The airline tickets are purchased, the hotel arrangements are almost set, we have tickets to a fancy show, and my dreams are being filled with images of glitz, gambling, gondolas … and gaudy weddings.

We’re going to Vegas baby!

Okay, this is just disgusting.

I leave the ceiling fan on in my bedroom all year round, but I must have knocked it off balance a bit yesterday when I was painting because it was making a rattling sound in the middle of the night and I turned it off. This morning, I noticed what I could have never noticed while it was spinning above me: the unbelievable collection of dust that had accumulated on the blades. I’m pretty good about vacuuming up all dust balls in the corners of my apartment but I never thought to look at the ceiling for dust collections.

I don’t think anyone can ever accuse me of being afraid of colour.

First there was the living room, a nice bright red.

And now, as part of my “get rid of the February blahs” plan, I’ve brightened (and I do mean brightened) my bedroom.

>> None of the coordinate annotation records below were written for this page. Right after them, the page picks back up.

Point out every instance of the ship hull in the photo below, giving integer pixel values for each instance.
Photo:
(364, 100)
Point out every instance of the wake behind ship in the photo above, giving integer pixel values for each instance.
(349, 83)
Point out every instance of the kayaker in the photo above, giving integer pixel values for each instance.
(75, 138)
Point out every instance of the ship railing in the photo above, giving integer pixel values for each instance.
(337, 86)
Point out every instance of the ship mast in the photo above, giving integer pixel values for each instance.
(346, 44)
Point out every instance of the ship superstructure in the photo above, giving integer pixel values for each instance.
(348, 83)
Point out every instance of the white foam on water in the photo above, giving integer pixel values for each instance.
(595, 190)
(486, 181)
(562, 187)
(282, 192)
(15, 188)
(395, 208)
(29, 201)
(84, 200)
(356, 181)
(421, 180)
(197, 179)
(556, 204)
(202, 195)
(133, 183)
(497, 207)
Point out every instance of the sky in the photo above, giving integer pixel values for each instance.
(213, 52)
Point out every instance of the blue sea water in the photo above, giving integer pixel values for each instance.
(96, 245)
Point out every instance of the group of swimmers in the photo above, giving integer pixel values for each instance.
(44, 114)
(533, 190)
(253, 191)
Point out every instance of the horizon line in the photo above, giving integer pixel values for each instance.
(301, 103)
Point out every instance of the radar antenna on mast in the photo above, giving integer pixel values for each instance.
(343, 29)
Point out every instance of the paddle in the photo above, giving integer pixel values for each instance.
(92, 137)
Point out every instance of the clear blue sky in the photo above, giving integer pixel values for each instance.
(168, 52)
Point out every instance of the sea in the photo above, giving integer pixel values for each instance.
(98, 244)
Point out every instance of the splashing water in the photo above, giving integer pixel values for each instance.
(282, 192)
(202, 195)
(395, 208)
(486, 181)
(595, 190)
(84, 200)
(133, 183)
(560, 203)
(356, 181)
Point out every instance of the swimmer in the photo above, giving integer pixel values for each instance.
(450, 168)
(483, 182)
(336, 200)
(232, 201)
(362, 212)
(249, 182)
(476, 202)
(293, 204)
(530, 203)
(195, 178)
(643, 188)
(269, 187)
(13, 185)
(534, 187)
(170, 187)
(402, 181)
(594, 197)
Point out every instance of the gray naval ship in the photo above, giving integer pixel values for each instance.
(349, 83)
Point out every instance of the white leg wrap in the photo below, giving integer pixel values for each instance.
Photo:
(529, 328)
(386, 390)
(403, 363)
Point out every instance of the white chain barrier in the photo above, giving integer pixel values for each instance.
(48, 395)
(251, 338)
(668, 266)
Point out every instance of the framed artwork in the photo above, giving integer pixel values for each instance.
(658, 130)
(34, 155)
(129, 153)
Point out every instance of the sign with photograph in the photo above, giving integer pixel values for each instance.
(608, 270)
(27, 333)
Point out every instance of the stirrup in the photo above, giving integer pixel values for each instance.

I’m hoping that once I have everything back in there and some curtains up, the green will be toned down a little. I mean, I knew it wasn’t going to be a dull green, I just didn’t expect it to be quite so .. primary green. But green is actually recommended as a bedroom colour since it is a calming colour and can help you sleep. And I think it worked. I slept like a log last night.

Of course it could have also been the paint fumes.

I seem to be stuck in the winter “blahs”.

In an attempt to break away from them, I have booked a massage for myself, bought paint for both my kitchen and my bedroom, rearranged my living room (sort of), and I am thisclose to finishing the first book of my stories.

I think I am most excited about the book, though. The front cover is designed, the inside just needs a final quick edit, the back cover is almost there and the spine .. well, the spine has to wait until I finish the inside so they can tell me how thick the book is going to be. But the spine really won’t be anything too fancy, so I just might make it in time for my birthday after all, which was my original goal.

But as much as I am excited about it, I also have some mixed feelings about it. I started doing it entirely for myself. And I still want to do it for myself. But now that I’m nearing the end and not keeping it as much of a secret, I’m getting the response “Well, I want a copy too!” Which is cool (very cool, don’t get me wrong) but also kind of … scary. You want to spend money on my stories? You do know you can read them for free, right? It has led me to re-evaluate some of the content (should I really put this in? Is it “worth” putting in?) It’s an easy question to answer when I am thinking only for myself, but slightly harder when I am no longer just putting it together for me.

But then again, who really has their own book? 😉

Did I miss something?

Ottawa unveils influenza plan:
Vaccine shortages likely in first wave of a pandemic

The way the article it written, it makes me think that this “pandemic” is looming on the horizon, just waiting to strike down the citizens of the world.

It actually kinda makes me think of The Stand.

I’m almost convinced that I really am losing my mind. I can’t find things that I *know* should be there. No matter how hard I look or where I look, I still cannot find them. And I know I would not have thrown them out so they must exist *somewhere*. And since I can see the conversation in my mind, and see the pages in my mind, I’m pretty sure I’m not making it up, unless I really am losing my mind in which case I hope I can get long-term disability because I’m pretty sure that I didn’t have quite so many holes in my head before I started here.

Or I just really need a vacation again 😉

In the spirit of laying blame (because it’s much more fun to share the blame than to suck it up and admit that it’s your fault), I shall lay the responsibility for my lack of posts squarely at the feet of Andrew and Brad (because it’s also much more fun when you can blame two people instead of one), the former for providing me with the inspiration to publish my stories, and the latter for accidentally steering me towards an easy (relatively so at least) way of publishing my stories.

But it’s still a hell of a lot of work to transfer one hundred and twenty-five stories from HTML to FrameMaker.

And that’s my excuse reason for the lack of posts.